I have had arguments lately with some webinar technology vendors who disagree with one or another of my tips or best practices for webinar hosts.
Maybe argument is the wrong word… "Discussion" or "disagreement" might be more accurate, as it isn't a case of rancorous hostility over intractable viewpoints, but more of a surprise that my advice doesn't match their experience or recommendations.
These disagreements almost always emerge over questions such as:
- What is the best day of the week to hold a webinar?
- What is the best time of day to hold a webinar?
- What is the recommended duration for a webinar?
- How many reminder emails should you send out, and how long before the webinar?
These questions about basic mechanics of scheduling are the most commonly asked by webinar hosts and presenters. They always frustrate me because the question is easy to formulate and understand. The data should be quantifiable. Why isn't there a short, pithy, and definitive answer?
The problem lies in the fact that the question masks a fundamental error in definition. It confuses the container for the thing contained. "A webinar" is not a definable business entity. It is merely a communication medium for conducting some kind of business. What's the best day of the week for making a phone call? How long should an email be? These are similarly unanswerable without knowing something about the purpose of the communication and the audience or participants who will be involved.

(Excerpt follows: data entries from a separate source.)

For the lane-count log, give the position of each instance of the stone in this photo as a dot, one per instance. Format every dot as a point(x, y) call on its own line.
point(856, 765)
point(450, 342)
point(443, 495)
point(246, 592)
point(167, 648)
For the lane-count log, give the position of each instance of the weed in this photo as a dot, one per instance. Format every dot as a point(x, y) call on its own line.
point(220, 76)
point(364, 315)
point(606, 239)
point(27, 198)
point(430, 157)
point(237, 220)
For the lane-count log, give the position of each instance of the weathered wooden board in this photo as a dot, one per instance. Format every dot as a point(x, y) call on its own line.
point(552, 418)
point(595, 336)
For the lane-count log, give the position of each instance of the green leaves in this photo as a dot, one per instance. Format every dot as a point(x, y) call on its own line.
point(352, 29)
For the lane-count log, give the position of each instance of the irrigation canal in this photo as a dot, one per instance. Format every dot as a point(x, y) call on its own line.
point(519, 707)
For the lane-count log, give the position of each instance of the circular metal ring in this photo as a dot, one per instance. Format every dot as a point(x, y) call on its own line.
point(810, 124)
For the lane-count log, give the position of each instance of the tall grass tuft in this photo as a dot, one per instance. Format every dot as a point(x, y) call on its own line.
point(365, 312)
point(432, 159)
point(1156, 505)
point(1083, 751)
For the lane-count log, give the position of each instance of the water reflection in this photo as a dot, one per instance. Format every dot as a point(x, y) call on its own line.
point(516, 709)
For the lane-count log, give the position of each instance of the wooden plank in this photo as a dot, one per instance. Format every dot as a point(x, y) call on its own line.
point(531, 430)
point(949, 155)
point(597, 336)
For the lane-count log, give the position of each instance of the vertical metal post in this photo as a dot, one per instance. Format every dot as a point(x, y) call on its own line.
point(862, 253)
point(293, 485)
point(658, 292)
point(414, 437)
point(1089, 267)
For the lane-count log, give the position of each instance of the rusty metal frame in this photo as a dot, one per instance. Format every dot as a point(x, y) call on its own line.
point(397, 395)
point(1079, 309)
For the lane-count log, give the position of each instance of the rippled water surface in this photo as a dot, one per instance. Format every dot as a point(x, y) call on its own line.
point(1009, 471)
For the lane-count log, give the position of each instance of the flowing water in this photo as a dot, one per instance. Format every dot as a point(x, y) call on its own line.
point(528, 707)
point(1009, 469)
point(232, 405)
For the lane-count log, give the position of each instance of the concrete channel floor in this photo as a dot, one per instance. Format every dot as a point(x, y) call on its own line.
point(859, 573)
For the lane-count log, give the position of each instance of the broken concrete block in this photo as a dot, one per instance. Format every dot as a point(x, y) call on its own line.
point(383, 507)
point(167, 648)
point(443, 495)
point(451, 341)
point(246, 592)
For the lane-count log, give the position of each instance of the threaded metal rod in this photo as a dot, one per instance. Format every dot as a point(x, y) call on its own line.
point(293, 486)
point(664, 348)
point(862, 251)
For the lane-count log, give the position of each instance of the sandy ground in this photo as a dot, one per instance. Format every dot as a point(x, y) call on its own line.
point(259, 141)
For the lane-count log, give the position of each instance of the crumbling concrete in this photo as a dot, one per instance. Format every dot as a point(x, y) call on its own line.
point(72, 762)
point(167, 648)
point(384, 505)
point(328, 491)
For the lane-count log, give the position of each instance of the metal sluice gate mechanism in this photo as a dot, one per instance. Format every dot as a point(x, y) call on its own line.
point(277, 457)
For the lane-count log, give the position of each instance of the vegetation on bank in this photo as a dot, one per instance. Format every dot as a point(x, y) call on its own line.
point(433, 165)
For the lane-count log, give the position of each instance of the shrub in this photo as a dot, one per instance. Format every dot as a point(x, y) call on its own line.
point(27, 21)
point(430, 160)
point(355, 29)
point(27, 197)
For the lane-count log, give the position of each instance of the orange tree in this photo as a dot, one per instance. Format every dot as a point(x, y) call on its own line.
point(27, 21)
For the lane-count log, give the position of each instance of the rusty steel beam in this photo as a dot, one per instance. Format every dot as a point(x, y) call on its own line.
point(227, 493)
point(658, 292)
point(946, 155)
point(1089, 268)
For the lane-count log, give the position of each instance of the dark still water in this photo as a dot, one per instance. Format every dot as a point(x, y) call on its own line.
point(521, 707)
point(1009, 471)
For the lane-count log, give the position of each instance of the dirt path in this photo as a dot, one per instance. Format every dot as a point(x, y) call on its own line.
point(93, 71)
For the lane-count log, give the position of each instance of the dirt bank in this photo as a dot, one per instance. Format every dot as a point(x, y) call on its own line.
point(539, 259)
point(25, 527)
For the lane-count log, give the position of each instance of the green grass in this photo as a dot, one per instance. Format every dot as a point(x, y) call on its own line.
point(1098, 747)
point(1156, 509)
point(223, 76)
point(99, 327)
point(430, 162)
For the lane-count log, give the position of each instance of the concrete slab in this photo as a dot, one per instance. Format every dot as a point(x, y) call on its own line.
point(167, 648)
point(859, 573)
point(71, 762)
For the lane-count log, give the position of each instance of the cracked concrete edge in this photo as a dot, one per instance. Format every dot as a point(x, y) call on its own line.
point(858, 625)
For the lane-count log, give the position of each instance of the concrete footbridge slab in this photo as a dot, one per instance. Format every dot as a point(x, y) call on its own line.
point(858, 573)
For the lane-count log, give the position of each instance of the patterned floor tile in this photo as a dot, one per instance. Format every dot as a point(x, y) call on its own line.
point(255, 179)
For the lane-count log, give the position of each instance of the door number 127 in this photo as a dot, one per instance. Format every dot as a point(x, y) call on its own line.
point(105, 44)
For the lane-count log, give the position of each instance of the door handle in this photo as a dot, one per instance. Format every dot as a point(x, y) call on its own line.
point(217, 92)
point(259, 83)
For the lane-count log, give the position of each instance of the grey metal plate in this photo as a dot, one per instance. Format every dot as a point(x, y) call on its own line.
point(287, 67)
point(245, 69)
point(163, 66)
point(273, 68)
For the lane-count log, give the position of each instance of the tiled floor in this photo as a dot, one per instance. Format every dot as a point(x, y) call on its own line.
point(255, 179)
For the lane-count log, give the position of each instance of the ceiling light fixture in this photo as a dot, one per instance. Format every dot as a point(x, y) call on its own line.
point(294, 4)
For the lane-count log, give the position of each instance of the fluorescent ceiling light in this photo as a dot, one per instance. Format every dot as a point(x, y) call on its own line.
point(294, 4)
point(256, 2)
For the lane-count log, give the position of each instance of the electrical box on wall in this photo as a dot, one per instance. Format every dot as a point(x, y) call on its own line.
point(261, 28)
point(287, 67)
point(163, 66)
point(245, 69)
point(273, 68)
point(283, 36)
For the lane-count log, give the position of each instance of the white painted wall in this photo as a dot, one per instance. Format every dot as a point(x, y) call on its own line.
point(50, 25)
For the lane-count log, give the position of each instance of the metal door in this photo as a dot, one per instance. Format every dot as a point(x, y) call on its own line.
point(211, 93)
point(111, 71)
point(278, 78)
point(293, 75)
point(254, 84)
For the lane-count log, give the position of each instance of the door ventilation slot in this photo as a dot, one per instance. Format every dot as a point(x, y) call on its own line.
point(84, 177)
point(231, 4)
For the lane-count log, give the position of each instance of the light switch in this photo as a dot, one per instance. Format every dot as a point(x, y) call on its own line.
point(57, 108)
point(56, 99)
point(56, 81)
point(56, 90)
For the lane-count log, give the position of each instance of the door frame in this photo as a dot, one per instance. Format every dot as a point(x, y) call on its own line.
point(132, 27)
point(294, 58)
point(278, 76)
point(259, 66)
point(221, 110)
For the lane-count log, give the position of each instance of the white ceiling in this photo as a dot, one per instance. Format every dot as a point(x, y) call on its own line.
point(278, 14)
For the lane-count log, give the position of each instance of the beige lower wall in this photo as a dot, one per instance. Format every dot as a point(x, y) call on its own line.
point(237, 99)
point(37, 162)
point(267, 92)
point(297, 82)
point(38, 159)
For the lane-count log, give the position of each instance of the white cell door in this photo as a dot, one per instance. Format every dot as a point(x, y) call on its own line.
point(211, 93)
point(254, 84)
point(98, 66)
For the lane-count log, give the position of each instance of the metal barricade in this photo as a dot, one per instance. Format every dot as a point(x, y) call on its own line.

Companies like BrightTALK and ON24 collect and publish statistics from their client webinars in an attempt to find trends and suggest performance averages. And God bless them for doing so… Otherwise we would have nothing to go on at all! But like the old parable of the person who drowned in a river with an average depth of six inches, you can drown in average figures that don't apply to hidden depths in your particular webinar scenarios.
It is easy to lose sight of applications outside your own use case for webinars. B2B marketers who use webinars for business lead generation assume that everyone will want to hold webinars on Tuesday, Wednesday, or Thursday during hours when the largest population of workers are at their office desks. But people trying to reach field sales representatives may tell you that Fridays work best, since there are fewer client sales meetings scheduled for that day. People trying to reach consumer audiences, or pushing content that is not related to their audience's place of work may have better luck on nights and weekends.
If you stage a long-term promotional campaign for your webinar, you may need more reminders, starting longer before your event. If you create a short window for registration, you may only want one reminder sent close to the start time.
Webinars targeted at a group of narrowly-targeted professionals, educating them with specifics in their field of expertise may deserve longer durations. Demand generation or general awareness webinars may benefit from being shorter.
ON24 says you should hold longer webinars because online viewing patterns indicate people tend to stay all the way through an hour webinar. BrightTALK says you should reduce your webinars to 45 minutes because that is the average viewing time. It doesn't mean one of them is wrong. And it doesn't mean either is appropriate for a particular webinar of yours. It just means that averaged across a wide range of use cases, audiences, and industries making up the majority of each provider's clientele, different averages get calculated.
Generic best practices are only a starting point. You have no idea what will work best until you try a few different approaches with quantified measurements and see what creates the best results for your webinars and your audiences.